Fast 64-bit division by a constant on 32-bit ARMs

Modern versions of gcc and clang do not optimize long division by a constant into a multiplication by its reciprocal. On 32-bit ARM processors, a library call is generated (e.g. __aeabi_uldivmod or __aeabi_ldivmod), which takes more than a hundred clock cycles to execute. Reduction of a 64-bit division by a constant to multiplication requires multiplying two 64 bit numbers to produce a 128-bit result, although its lower half is discarded. Such a long multiplication is not available on 32-bit arms (same is true for other 32 bit processors). However, all modern arms (i.e. arm v7 and later) include a relatively fast 32x32 to 64 bit multiplication instruction (UMULL). The 64x64 multiplication operation can be written using four 32x32 multiplications and a few additions.

Below is an example code for a 32-bit ARM.

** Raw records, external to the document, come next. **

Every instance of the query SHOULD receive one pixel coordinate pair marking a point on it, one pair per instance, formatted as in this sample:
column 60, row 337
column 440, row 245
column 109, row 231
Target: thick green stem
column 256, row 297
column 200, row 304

uint64_t umul64x64hi(uint32_t b, uint32_t a, uint32_t d, uint32_t c)
{
    __asm__ ("\n\
umull   r4, r5, %[b], %[d]   \n\
umull   %[d], r4, %[a], %[d]    \n\
adds    r5, %[d]         \n\
umull   %[d], %[a], %[a], %[c]  \n\
adcs    r4, %[d]        \n\
adc     %[a], #0        \n\
umull   %[c], %[b], %[b], %[c]  \n\
adds    r5, %[c]        \n\
adcs    %[b], r4        \n\
adc     %[a], #0        \n\
"   : [a] "+r" (a), [b] "+r" (b), [c] "+r" (c), [d] "+r" (d) : : "r4", "r5");
    return (uint64_t) a << 32 | b;
}

uint64_t div1000(uint64_t x)
{
#if 0
    uint64_t d = 0x20c49ba5e353f7cf;
    x >>= 3;
    return umul64x64hi(x, x >> 32, d, d >> 32) >> 4;
#else
    return x / 1000u;
#endif
}

This implementation was compared against the call to __aeabi_uldivmod on several ARM v7 processors and was found between 4 and 8 times faster. Such an improvement will be very welcome for e.g. inner loops doing time unit conversion. Approximate clock cycle costs of dividing by 1000 are in the table below. The results are not cycle-accurate and may be off by a cycle or two.

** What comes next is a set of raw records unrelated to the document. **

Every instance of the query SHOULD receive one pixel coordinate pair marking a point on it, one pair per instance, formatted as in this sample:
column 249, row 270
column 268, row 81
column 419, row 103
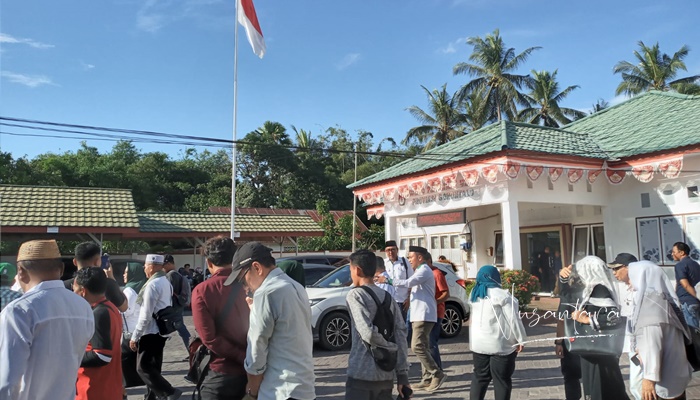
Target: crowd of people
column 252, row 323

CPU	Clock Frequency, MHz	Inline UMULL-based, cycles	__aeabi_uldivmod call, cycles	Times faster
Cortex M3	16	42	154	3.7
Cortex M3	72	50	197	3.9
Cortex M4	96	22	180	8.2
Cortex M4	16	22	152	6.9
Cortex A7	1000	24	136	5.7

Note that for the M cores, the measurements are for code running from flash, which causes additional memory stalls on instruction fetches. Therefore, in addition to their nominal frequency, execution on the M cores was also measured at a zero wait state frequency (16 MHz). The low frequency result is more representative of the integer arithmetic block performance rather than of the processor as a whole.

The difference between the M3 and M4 cores was quite surprising. Previously, I have been assuming that these cores are identical, with the exception of the floating point/DSP block added in M4.

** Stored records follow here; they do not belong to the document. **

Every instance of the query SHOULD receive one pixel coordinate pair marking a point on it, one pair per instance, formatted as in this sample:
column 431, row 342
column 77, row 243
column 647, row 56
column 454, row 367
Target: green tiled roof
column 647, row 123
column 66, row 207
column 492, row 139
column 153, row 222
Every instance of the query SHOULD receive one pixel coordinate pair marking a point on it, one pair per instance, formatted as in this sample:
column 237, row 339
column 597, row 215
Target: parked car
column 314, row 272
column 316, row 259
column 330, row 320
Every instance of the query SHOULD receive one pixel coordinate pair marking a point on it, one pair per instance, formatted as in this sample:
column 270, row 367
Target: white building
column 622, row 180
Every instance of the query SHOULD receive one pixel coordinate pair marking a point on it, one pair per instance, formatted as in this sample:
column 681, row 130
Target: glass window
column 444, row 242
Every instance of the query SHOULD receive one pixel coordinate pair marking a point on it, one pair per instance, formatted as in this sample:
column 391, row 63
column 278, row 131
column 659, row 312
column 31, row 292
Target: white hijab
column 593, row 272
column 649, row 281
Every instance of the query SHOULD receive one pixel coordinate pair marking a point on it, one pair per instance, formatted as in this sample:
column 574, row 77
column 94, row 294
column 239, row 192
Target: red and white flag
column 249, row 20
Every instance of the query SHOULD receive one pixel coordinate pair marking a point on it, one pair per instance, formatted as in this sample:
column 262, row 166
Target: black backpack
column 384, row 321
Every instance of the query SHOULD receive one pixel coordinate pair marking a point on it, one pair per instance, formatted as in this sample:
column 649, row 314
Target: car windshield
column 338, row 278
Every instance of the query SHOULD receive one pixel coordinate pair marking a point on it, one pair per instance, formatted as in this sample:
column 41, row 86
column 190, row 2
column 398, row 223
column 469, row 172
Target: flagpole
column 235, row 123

The only downside of the UMULL-based implementation is a potential code size increase as it is 50-60 bytes longer than the call. However, this will rarely be a problem, as long as there is not a huge number of divisions in the code. In fact, the library function is not small either, and a program with just a few divisions will be actually smaller without it linked in.

The ARM architecture also defines the UMLAL instruction which combines a 32-bit multiplication with 64-bit addition. Unfortunately, UMLAL does not set the carry flag and therefore cannot be used to reduce the number of additions, with the possible exception of the two last ones.